Here in Los Angeles, it appears we take this saying to the extreme (beyond what is normal or typical), giving all to ourselves and not much to those around us! A recent report from the U.S. Government ranked (put in order, from top to bottom) the states and cities where people volunteer (give their time to others without being paid) the most and the least. The number one city for volunteering was my hometown (the city where you were born), Minneapolis-St. Paul (well, technically, two cities – St. Paul is actually my hometown). More than 40% of Minneapolitans and St. Paulites (people from the Twin Cities, also called Twin Citians) volunteer time to help others. The second highest-ranking city is Salt Lake City, Utah.
Los Angeles was way down on the bottom of the list: 44th out of 51 large cities included in the report. Only about 22% of Angelenos (people from Los Angeles) volunteer their time to help others.
Why the big difference? The report doesn’t include a lot of statistical analysis, but it does indicate that cities in the center of the US – neither the West nor East Coasts – have higher volunteer rates. This may be due in part to at least three factors.
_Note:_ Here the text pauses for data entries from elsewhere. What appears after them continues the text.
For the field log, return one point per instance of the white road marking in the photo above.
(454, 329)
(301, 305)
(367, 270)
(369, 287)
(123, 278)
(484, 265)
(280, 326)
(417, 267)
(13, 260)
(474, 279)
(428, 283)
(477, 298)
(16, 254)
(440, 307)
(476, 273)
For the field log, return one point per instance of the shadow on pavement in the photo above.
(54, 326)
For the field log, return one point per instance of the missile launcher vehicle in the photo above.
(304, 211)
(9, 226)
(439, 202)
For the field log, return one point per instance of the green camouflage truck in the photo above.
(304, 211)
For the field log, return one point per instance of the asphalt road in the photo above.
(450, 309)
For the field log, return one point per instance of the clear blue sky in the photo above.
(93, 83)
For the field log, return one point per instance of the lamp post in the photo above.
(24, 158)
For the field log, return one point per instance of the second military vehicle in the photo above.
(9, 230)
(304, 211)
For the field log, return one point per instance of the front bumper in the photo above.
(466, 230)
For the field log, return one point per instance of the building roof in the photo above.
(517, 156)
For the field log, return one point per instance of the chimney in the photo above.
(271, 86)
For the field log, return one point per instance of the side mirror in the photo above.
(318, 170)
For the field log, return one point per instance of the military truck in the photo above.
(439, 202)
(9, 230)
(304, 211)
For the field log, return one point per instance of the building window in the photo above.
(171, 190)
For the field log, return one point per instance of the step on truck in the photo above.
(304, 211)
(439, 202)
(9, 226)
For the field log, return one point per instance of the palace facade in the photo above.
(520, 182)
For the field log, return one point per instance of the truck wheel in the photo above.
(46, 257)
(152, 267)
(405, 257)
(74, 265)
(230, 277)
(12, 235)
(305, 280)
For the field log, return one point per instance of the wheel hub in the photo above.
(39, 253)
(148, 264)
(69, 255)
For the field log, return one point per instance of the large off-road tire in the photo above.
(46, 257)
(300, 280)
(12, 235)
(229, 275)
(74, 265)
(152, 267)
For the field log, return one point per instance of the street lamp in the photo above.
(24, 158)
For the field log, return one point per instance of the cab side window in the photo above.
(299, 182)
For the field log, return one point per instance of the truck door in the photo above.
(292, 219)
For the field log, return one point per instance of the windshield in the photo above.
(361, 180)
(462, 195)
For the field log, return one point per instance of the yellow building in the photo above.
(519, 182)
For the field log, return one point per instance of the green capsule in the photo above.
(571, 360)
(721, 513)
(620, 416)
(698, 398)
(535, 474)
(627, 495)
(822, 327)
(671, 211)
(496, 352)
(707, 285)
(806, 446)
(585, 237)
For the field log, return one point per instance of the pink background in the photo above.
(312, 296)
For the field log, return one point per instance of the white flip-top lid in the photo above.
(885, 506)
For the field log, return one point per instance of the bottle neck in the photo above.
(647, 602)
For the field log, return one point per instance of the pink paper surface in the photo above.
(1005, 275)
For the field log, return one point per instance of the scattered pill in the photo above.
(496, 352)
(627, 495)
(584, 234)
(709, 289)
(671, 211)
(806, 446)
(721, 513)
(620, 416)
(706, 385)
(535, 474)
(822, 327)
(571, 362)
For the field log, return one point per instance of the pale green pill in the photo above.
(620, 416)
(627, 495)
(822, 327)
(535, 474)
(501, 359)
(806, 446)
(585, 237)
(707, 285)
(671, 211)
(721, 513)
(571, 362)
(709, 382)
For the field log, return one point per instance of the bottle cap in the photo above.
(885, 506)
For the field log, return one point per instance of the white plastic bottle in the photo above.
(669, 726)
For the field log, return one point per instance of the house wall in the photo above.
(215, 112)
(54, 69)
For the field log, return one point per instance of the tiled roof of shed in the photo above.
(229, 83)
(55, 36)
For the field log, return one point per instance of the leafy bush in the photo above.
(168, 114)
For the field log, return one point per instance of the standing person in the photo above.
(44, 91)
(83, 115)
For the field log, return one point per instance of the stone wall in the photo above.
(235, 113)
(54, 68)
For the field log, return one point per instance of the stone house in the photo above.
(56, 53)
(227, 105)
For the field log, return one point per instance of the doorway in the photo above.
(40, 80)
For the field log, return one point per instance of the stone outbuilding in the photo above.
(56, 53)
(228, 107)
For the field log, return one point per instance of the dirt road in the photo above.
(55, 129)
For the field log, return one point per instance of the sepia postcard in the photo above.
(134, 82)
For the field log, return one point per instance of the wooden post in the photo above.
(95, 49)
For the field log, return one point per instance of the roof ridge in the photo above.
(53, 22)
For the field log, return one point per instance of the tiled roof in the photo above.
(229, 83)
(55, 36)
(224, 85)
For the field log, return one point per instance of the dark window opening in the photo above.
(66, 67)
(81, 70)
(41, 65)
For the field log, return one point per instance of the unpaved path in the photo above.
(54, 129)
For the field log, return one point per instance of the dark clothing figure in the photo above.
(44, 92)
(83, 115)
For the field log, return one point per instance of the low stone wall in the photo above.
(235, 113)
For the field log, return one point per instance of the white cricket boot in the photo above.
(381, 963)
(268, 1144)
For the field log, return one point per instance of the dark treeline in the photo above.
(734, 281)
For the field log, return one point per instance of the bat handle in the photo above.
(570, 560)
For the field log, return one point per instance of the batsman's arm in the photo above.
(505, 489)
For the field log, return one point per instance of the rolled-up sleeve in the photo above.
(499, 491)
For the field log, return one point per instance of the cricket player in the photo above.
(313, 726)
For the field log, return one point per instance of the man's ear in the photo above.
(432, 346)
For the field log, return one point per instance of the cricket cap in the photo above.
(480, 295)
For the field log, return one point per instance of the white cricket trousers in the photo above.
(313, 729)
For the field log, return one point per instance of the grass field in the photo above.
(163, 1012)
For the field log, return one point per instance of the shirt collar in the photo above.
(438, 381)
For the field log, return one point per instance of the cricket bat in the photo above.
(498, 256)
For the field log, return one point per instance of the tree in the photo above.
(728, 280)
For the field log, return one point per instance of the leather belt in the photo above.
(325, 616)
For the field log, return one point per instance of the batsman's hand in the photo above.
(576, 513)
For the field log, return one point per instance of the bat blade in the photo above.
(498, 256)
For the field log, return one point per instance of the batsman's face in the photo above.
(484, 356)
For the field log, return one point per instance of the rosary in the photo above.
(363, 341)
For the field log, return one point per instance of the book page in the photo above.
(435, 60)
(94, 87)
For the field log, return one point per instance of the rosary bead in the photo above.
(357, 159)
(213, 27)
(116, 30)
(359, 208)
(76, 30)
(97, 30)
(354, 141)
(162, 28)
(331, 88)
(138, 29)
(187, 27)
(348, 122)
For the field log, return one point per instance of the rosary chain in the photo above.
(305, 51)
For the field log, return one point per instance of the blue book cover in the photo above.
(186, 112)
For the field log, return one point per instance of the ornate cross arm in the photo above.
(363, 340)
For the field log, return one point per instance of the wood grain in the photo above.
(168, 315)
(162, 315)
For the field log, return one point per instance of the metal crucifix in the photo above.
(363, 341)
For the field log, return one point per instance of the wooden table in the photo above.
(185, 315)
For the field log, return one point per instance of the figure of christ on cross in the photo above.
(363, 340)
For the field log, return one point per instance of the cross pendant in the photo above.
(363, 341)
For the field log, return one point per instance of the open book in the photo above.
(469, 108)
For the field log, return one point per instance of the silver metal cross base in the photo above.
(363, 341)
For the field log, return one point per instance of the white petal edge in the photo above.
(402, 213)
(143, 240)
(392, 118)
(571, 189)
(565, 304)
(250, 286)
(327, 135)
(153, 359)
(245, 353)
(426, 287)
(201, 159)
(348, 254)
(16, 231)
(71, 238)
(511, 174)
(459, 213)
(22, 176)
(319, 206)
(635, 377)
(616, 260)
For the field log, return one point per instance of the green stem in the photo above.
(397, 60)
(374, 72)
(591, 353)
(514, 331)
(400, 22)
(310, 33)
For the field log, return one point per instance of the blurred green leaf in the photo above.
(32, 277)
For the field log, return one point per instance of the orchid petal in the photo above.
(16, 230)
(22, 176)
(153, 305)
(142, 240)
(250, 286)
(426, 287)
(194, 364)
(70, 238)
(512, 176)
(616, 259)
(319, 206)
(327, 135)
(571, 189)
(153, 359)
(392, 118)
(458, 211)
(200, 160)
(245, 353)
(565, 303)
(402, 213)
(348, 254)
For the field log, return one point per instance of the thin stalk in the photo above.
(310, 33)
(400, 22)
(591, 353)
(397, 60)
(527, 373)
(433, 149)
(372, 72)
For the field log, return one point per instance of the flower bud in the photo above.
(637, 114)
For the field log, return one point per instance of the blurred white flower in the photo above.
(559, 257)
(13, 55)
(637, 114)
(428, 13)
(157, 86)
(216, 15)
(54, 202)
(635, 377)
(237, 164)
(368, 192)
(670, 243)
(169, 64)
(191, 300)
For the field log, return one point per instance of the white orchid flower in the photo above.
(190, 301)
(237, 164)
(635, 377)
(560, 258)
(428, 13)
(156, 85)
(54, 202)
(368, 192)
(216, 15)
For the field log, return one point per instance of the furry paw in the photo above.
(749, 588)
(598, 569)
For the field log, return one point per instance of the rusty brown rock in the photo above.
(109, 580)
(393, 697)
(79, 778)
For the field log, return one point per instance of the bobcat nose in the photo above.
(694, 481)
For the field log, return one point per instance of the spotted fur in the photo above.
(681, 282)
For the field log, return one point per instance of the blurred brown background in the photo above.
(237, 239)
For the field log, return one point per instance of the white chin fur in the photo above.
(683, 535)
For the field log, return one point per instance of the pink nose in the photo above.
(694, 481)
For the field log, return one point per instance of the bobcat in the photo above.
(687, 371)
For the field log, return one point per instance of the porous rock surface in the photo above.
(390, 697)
The first is education: Cities with more educated citizens (at least a high school diploma) have more volunteers. The second is commuting time (how long it takes you to get from home to work and back). Cities with longer commute times tend to have fewer volunteers. Finally, cities where more people own their own homes have more volunteers.
Los Angeles is low on the list of all three of these factors. We have a large number of people without a high school diploma (some immigrants, others born and raised here), long commute times, and relatively fewer people who own their own homes compared to other cities.
Many people believe that volunteering is the right thing to do morally and ethically, but there are also other benefits. Volunteers tend to live longer and have less depression, even when we take into account (include in our analysis) things such as age, income, education, sex, and ethnicity.